Miami Democratic state Rep. Dotie Joseph is sponsoring a bill that would provide tax credits to farmers who practice “carbon farming.”
That process aims to not only to cut carbon emissions but also to keep carbon stored inside a farm’s soil.
Carbon farming is still somewhat new, and the benefits have not yet been proven. But advocates argue that farmers can engage in practices that will release less carbon into the atmosphere, instead of keeping it stored in the soil, which could help slow the process of climate change.
The measures from Joseph and Rodríguez would endorse those goals.
“The Legislature finds that soil and vegetation management can significantly enhance soil and carbon sequestration, resulting in a wide range of environmental and agricultural benefits to this state’s farmers and residents, including increased yields, soil health, improved water quality, and reductions in greenhouse gasses,” the measures read.
“It is the intent of the Legislature to encourage farmers to further sequester and mitigate carbon in this state by establishing a carbon farming tax credit to reward and incentivize farmers to maintain or adopt practices that help maximize this state’s carbon sequestration potential.”

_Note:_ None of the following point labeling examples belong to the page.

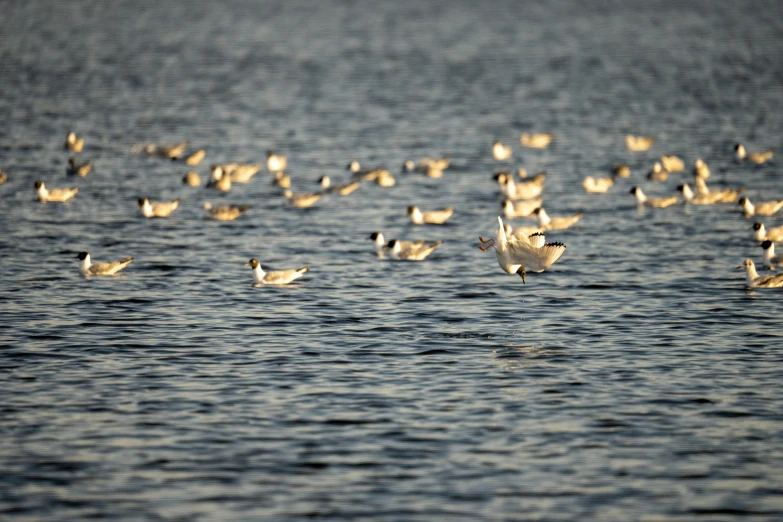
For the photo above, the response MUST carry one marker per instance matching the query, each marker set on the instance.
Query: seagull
(412, 252)
(638, 143)
(195, 158)
(73, 143)
(765, 208)
(88, 268)
(501, 152)
(157, 208)
(515, 255)
(536, 141)
(343, 190)
(275, 162)
(641, 199)
(63, 194)
(432, 217)
(303, 200)
(224, 212)
(756, 157)
(773, 234)
(192, 179)
(770, 259)
(281, 277)
(754, 280)
(512, 209)
(78, 169)
(555, 222)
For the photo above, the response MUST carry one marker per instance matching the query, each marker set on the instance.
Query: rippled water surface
(635, 380)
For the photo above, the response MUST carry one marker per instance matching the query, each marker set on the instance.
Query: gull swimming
(754, 280)
(765, 208)
(515, 255)
(525, 208)
(432, 217)
(662, 202)
(638, 143)
(150, 209)
(78, 169)
(57, 194)
(536, 141)
(501, 152)
(109, 268)
(773, 234)
(412, 252)
(556, 222)
(224, 212)
(279, 277)
(756, 157)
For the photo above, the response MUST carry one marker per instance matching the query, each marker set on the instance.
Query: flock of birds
(518, 250)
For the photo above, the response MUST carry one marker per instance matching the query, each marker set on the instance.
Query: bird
(756, 157)
(754, 280)
(157, 208)
(412, 252)
(597, 185)
(555, 222)
(88, 268)
(58, 194)
(432, 217)
(765, 208)
(773, 234)
(672, 164)
(536, 141)
(501, 152)
(638, 143)
(73, 143)
(192, 179)
(382, 247)
(343, 190)
(303, 200)
(195, 158)
(224, 212)
(517, 255)
(662, 202)
(275, 162)
(770, 259)
(78, 169)
(431, 167)
(525, 208)
(279, 277)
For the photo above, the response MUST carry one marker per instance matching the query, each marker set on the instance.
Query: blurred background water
(635, 380)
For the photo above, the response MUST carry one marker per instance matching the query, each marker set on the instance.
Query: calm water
(635, 380)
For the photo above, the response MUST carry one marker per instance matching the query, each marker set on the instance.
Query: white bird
(765, 208)
(343, 190)
(280, 277)
(412, 252)
(555, 222)
(536, 140)
(61, 194)
(157, 208)
(109, 268)
(275, 162)
(501, 152)
(754, 280)
(756, 157)
(770, 259)
(515, 255)
(663, 202)
(525, 208)
(773, 234)
(432, 217)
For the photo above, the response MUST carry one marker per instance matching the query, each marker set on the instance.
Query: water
(636, 380)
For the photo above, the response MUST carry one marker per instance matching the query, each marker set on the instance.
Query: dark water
(635, 380)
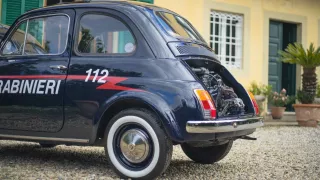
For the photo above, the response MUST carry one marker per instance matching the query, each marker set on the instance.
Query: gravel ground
(279, 153)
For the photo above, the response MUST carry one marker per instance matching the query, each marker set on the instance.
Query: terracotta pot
(308, 115)
(316, 100)
(277, 112)
(259, 98)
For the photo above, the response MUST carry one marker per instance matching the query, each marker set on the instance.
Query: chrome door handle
(59, 67)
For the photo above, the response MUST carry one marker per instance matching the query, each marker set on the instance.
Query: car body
(3, 30)
(132, 84)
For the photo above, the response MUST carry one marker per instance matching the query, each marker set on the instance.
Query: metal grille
(226, 34)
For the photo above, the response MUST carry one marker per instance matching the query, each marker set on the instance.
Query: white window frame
(222, 25)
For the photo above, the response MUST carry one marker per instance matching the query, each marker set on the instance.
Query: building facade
(245, 34)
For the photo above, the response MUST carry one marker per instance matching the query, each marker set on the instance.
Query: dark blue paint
(166, 81)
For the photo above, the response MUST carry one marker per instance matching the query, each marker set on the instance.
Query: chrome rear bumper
(221, 126)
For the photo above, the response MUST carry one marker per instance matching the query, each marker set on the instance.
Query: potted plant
(260, 91)
(278, 102)
(317, 98)
(307, 113)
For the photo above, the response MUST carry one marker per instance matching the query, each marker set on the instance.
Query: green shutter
(12, 9)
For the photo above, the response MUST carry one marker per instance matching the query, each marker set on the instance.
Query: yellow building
(246, 34)
(262, 28)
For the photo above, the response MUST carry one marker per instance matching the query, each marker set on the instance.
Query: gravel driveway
(279, 153)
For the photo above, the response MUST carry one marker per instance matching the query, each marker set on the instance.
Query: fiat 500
(133, 78)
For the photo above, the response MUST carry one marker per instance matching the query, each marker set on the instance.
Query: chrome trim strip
(223, 126)
(25, 37)
(35, 138)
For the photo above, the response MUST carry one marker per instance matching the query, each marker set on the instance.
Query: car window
(102, 34)
(14, 45)
(39, 36)
(177, 26)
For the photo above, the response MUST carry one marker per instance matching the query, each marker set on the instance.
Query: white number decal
(89, 74)
(104, 72)
(96, 73)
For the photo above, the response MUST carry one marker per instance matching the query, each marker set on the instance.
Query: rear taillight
(209, 110)
(254, 102)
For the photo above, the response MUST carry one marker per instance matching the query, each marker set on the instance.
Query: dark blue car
(133, 78)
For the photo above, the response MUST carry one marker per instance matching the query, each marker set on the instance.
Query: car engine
(226, 100)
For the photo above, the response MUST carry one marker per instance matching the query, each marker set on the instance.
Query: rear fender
(155, 102)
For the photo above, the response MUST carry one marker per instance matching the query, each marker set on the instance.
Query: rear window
(177, 26)
(102, 34)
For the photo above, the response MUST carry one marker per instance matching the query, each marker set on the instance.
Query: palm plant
(309, 59)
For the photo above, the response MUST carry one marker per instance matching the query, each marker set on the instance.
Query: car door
(33, 69)
(109, 52)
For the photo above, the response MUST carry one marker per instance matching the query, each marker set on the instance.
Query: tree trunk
(309, 80)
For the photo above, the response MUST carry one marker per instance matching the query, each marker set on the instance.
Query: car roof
(100, 4)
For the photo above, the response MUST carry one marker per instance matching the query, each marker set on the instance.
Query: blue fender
(158, 104)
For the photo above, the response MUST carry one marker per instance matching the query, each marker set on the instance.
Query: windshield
(177, 26)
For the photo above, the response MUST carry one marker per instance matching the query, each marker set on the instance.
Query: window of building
(226, 36)
(39, 36)
(109, 37)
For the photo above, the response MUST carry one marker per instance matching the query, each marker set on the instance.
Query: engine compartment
(226, 100)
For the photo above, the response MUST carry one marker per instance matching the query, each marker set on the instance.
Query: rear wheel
(207, 155)
(137, 146)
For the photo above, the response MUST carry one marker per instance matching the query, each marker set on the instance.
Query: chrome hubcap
(134, 146)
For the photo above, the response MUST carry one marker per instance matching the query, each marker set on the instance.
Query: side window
(39, 36)
(14, 45)
(102, 34)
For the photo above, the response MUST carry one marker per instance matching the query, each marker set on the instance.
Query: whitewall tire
(136, 145)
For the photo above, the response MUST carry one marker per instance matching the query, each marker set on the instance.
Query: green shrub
(305, 97)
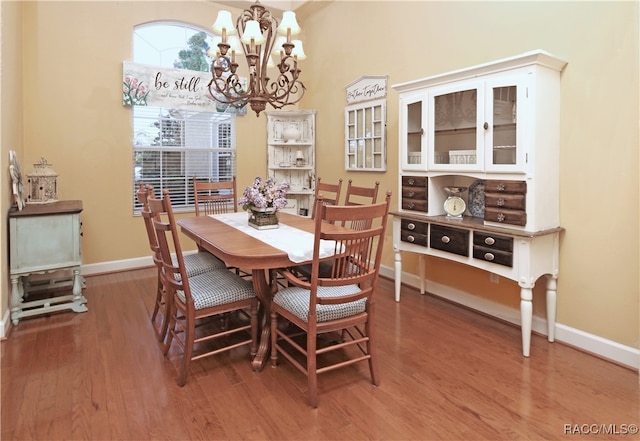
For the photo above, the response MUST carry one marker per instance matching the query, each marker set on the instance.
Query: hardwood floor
(447, 373)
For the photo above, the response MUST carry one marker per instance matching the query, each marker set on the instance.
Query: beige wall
(11, 116)
(73, 53)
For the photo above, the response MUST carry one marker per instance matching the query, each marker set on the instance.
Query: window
(365, 136)
(172, 146)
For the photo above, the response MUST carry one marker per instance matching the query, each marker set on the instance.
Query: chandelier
(259, 36)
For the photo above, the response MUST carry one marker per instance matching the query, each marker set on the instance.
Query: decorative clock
(454, 205)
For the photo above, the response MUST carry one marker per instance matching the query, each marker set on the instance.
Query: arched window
(172, 146)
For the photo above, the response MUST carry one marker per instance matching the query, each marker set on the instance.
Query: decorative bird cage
(43, 183)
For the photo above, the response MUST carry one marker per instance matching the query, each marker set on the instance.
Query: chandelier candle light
(258, 38)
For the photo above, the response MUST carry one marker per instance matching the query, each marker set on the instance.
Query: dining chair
(357, 195)
(330, 194)
(339, 306)
(215, 197)
(195, 263)
(191, 298)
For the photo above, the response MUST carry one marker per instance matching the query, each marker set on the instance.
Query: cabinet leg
(421, 273)
(526, 316)
(16, 299)
(78, 304)
(552, 287)
(398, 270)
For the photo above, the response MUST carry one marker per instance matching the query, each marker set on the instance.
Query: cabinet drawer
(414, 181)
(416, 238)
(505, 216)
(414, 193)
(414, 226)
(498, 186)
(451, 240)
(491, 241)
(503, 200)
(414, 204)
(492, 255)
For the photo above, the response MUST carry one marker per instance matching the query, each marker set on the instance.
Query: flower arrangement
(134, 92)
(264, 195)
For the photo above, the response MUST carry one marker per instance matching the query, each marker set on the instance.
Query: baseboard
(601, 347)
(593, 344)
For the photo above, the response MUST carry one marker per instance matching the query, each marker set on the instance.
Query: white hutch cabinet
(493, 130)
(291, 146)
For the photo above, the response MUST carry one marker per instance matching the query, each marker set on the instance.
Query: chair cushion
(201, 262)
(218, 287)
(296, 300)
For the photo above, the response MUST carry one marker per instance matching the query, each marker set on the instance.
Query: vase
(263, 218)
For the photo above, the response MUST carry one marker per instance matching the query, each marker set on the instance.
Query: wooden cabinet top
(474, 223)
(58, 207)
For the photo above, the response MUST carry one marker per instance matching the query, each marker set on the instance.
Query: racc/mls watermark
(600, 429)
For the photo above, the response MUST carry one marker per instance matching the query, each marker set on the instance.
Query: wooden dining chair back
(192, 298)
(339, 306)
(360, 196)
(215, 197)
(330, 194)
(196, 263)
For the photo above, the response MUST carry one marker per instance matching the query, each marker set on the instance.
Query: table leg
(526, 317)
(264, 290)
(398, 275)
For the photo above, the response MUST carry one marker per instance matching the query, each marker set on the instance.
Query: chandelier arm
(226, 86)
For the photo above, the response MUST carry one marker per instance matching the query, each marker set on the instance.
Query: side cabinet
(45, 239)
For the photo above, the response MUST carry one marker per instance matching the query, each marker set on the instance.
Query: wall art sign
(367, 88)
(144, 85)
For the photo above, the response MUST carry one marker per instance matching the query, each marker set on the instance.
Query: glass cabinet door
(504, 150)
(456, 128)
(413, 115)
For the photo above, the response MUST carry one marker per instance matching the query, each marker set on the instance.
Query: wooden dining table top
(237, 248)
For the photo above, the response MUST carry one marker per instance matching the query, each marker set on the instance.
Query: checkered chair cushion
(217, 287)
(200, 263)
(296, 300)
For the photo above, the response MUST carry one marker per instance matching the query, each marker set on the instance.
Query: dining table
(230, 238)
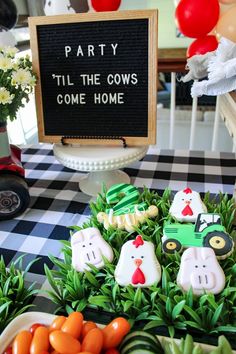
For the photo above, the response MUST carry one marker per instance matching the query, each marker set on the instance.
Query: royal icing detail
(88, 247)
(186, 205)
(207, 232)
(127, 221)
(200, 270)
(122, 195)
(138, 264)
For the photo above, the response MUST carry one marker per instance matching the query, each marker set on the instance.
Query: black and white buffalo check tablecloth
(57, 202)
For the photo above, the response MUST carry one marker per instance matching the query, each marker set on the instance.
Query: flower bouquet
(17, 81)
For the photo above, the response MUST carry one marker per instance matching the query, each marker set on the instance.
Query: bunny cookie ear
(89, 247)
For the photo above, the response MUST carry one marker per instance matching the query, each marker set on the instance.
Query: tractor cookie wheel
(171, 246)
(14, 196)
(220, 242)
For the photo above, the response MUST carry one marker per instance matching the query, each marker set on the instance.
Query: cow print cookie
(200, 270)
(88, 247)
(138, 265)
(186, 205)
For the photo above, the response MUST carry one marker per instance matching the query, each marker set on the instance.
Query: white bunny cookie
(138, 264)
(88, 246)
(200, 270)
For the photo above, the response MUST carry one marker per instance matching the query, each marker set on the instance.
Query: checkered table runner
(57, 202)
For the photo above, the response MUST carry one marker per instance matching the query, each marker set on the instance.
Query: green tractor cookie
(207, 232)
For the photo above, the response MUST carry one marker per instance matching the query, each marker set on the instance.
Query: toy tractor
(14, 195)
(207, 232)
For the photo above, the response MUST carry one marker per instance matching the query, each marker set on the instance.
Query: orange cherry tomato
(114, 332)
(34, 327)
(112, 351)
(57, 323)
(64, 343)
(40, 341)
(73, 324)
(8, 351)
(93, 341)
(87, 326)
(22, 342)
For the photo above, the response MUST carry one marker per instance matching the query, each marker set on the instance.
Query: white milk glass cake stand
(102, 163)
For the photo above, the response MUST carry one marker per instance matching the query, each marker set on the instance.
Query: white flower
(5, 63)
(5, 96)
(21, 77)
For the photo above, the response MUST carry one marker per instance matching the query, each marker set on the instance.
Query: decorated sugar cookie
(122, 196)
(207, 232)
(88, 246)
(138, 264)
(127, 221)
(186, 205)
(125, 212)
(200, 270)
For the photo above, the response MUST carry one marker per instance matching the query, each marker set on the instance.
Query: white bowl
(25, 321)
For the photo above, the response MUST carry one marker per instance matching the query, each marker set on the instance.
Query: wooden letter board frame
(151, 16)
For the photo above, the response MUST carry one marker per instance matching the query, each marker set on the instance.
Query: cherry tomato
(40, 341)
(73, 324)
(22, 342)
(34, 327)
(93, 341)
(8, 351)
(87, 326)
(114, 332)
(64, 343)
(57, 323)
(112, 351)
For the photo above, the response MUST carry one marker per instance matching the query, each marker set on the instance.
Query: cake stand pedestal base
(102, 163)
(92, 182)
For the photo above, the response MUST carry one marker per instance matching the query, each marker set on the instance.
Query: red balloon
(202, 46)
(196, 18)
(105, 5)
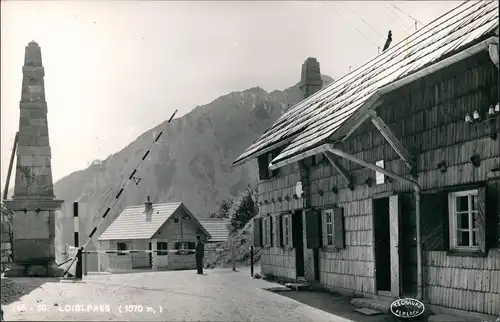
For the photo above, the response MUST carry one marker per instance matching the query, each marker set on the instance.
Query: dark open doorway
(150, 255)
(298, 242)
(381, 227)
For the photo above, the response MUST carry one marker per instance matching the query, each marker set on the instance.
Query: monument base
(34, 270)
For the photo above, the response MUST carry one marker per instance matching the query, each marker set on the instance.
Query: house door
(150, 255)
(386, 212)
(298, 242)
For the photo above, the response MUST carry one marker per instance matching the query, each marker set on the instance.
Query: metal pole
(76, 223)
(251, 261)
(9, 172)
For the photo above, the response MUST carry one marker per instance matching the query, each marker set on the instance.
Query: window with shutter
(333, 228)
(121, 247)
(467, 220)
(272, 232)
(257, 232)
(265, 232)
(327, 217)
(287, 230)
(162, 248)
(313, 229)
(338, 228)
(279, 220)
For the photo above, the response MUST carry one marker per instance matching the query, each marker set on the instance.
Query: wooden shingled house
(386, 183)
(167, 229)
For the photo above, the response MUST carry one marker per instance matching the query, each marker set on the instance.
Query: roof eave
(353, 122)
(183, 206)
(239, 161)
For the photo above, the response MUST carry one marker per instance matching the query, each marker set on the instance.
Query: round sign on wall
(298, 189)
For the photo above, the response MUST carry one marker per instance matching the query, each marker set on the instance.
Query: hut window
(333, 228)
(328, 238)
(264, 172)
(121, 247)
(266, 232)
(162, 248)
(185, 245)
(379, 177)
(467, 220)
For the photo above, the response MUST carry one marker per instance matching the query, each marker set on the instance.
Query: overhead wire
(354, 27)
(362, 19)
(405, 13)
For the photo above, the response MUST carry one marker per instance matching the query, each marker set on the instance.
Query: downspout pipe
(417, 192)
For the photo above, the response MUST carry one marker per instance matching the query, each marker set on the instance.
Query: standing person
(200, 251)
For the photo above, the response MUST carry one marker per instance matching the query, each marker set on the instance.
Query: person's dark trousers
(199, 264)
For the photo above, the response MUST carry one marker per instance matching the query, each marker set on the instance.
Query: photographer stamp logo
(407, 308)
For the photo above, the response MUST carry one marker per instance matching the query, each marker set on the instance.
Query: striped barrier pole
(135, 251)
(76, 225)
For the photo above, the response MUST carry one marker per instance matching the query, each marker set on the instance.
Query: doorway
(150, 255)
(381, 226)
(298, 242)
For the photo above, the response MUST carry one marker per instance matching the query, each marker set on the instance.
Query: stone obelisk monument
(33, 203)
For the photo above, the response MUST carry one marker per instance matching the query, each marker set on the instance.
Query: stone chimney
(148, 205)
(388, 41)
(310, 80)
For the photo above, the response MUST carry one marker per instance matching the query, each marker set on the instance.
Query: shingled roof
(135, 223)
(329, 113)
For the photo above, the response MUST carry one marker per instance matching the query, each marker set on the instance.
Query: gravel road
(220, 295)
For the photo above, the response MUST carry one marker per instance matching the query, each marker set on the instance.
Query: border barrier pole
(251, 261)
(79, 259)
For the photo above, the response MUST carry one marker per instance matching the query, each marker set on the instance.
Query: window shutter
(481, 219)
(435, 222)
(338, 228)
(273, 230)
(270, 158)
(281, 240)
(263, 167)
(323, 229)
(257, 232)
(493, 215)
(313, 229)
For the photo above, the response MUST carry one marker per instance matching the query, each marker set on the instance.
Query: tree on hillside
(244, 208)
(224, 209)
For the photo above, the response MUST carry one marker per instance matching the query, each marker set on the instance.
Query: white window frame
(287, 230)
(326, 223)
(183, 245)
(453, 220)
(121, 251)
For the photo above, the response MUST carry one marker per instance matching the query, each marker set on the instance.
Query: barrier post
(233, 254)
(85, 261)
(79, 266)
(251, 261)
(76, 226)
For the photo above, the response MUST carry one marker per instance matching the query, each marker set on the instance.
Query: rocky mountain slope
(192, 161)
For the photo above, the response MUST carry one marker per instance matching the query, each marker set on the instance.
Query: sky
(115, 69)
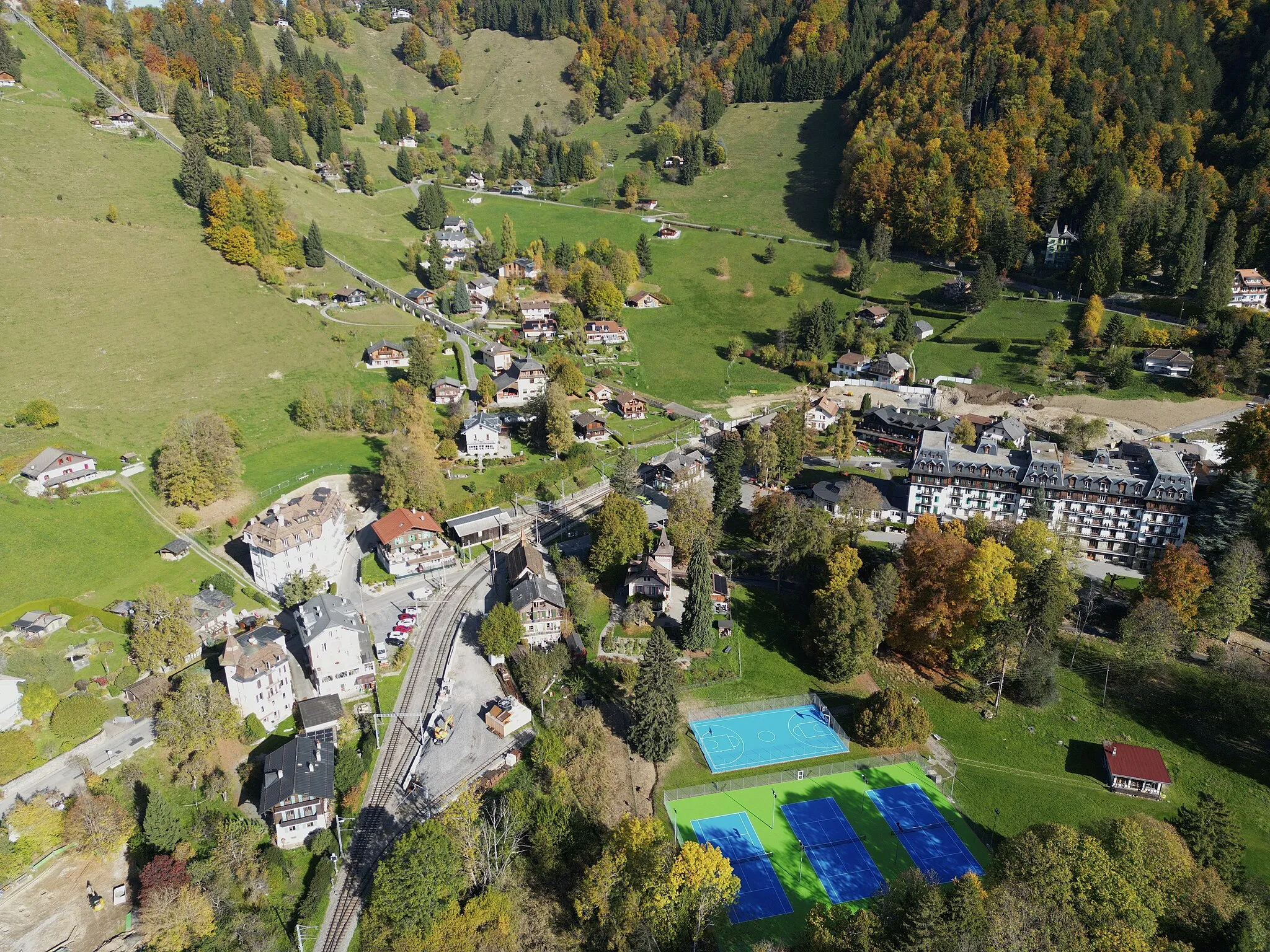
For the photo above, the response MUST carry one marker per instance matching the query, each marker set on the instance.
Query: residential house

The legislation would allow the Secretary of the Department of Environmental Protection (DEP) to determine the final amount of the tax credit, in consultation with the state’s Agriculture Commissioner.
Any credits which exceed a taxpayer’s tax money owed for a given year may be carried over “for a period not to exceed 3 years.”
The DEP is also tasked with adopting rules to administer the program, “including, but not limited to, rules prescribing forms and application procedures, and may establish guidelines for making an affirmative showing of qualification for a credit and any evidence needed to substantiate a claim for credit under this section.”
If successful, the measure would take effect on July 1, 2020.